The 2000 deals of the year

Dialing for dollars, euros, sterling and yen.

Dialing for dollars, euros, sterling and yen.

By Andrew Capon and David Lanchner
January 2001
Institutional Investor Magazine

To read the complete series of articles about each of the top 2000 deals in Mergers & Acquisitions, Corporate Finance, Public Finance, Real Estate and Derivatives please to go to the Rankings section of this site, scroll down the page to the “Deals of the Year” section, and click on “2000".

European corporate finance, M&A , even sovereigns , shared a telecom line in 2000.

Two European central banks put an exclamation point on corporate finance in 2000. At year-end the Bank of England and the Banque de France warned that investor exposure to telecommunications financing was so huge that it posed a threat to global economic stability. Whether those advisories wind up marking the peak of telecom capital markets activity or simply amount to an acknowledgment of a phenomenal year for some investment bankers, they do underscore the dominance of mobile phone funding in 2000.

Telecom presence was so overwhelming that even sovereigns benefited. The German government was able to raise E50 billion ($45.7 billion), five times its original projection, by auctioning off licenses for so-called third-generation mobile phone bandwidth. The money will be used to reduce the federal debt.

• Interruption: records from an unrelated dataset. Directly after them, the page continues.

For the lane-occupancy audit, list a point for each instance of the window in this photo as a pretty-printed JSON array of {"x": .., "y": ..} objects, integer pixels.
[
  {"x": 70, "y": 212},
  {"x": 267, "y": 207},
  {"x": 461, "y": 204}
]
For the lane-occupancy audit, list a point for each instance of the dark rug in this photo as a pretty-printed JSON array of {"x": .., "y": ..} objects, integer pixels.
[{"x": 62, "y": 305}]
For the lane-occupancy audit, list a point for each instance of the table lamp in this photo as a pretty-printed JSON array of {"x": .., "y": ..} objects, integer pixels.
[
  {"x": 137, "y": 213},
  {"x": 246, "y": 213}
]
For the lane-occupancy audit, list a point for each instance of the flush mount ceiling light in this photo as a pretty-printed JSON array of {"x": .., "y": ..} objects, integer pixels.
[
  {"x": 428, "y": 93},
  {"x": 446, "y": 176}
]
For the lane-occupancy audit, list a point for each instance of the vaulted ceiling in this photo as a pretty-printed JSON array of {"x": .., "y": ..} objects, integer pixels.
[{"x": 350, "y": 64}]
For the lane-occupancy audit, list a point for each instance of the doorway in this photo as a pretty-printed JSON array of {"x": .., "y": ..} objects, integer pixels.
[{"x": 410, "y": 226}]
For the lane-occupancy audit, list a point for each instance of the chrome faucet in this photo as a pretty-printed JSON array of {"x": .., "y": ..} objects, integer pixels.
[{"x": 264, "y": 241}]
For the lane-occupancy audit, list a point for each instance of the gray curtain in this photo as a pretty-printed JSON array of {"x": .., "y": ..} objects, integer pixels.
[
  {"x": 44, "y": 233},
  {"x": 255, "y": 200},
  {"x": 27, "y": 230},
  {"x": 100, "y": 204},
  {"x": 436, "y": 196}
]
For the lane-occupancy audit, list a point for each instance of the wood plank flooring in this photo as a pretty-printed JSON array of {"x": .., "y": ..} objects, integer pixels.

Germany wasn,t alone in finding a receptive market. Telecom borrowing rose from 6 percent of the syndicated loan market in 1999 to 20 percent last year, according to the Bank of England. European telecoms also issued more bonds in 2000 than any other industry sector: $85.4 billion, or 46 percent of a record $186.8 billion in international corporate bond offerings from European companies, according to Capital Data in London. The level of telecom debt issuance was twice as high as in 1999, which was itself a record.

Neither did telecom operators shy away from the equity market. Together with technology companies, they issued 76 percent of last year’s record $90.8 billion of initial stock offerings in Europe and 63 percent of the record $205 billion in new equity issues.

It seems unlikely that the pace will continue. Even before the central banks weighed in, the markets themselves signaled their own form of phone fatigue. Most of 2000’s equity offerings took place in the first few months of the year, before the stock market swoon gained force. By early December telecom stocks had fallen by an average of 57 percent for the year. Equity troubles also slowed the feverish merger pace: Telecom M&A in 2000 was less than half the $346 billion recorded in 1999.

“Deals are harder to get in difficult markets and when stock prices are falling,” says Tom King, global head of M&A at Schroder Salomon Smith Barney, who nonetheless expects a new burst of acquisitions when the markets rebound.

If they don,t, the focus can return to other European financing accomplishments around the globe, many of which were obscured in 2000. Among them: Poland returned to the markets with a hugely successful debt offering; the U.K.'s HSBC Holdings entered France to acquire Crédit Commercial de France, Europe’s biggest cross-border bank purchase; Italy tapped the power of the Internet to sell notes worldwide; and Belgian power developer Tractebel and French oil company TotalFinaElf closed on a more than $1 billion syndicated loan to proceed with the acquisition and expansion of the Taweelah A1 power and water plant in the United Arab Emirates.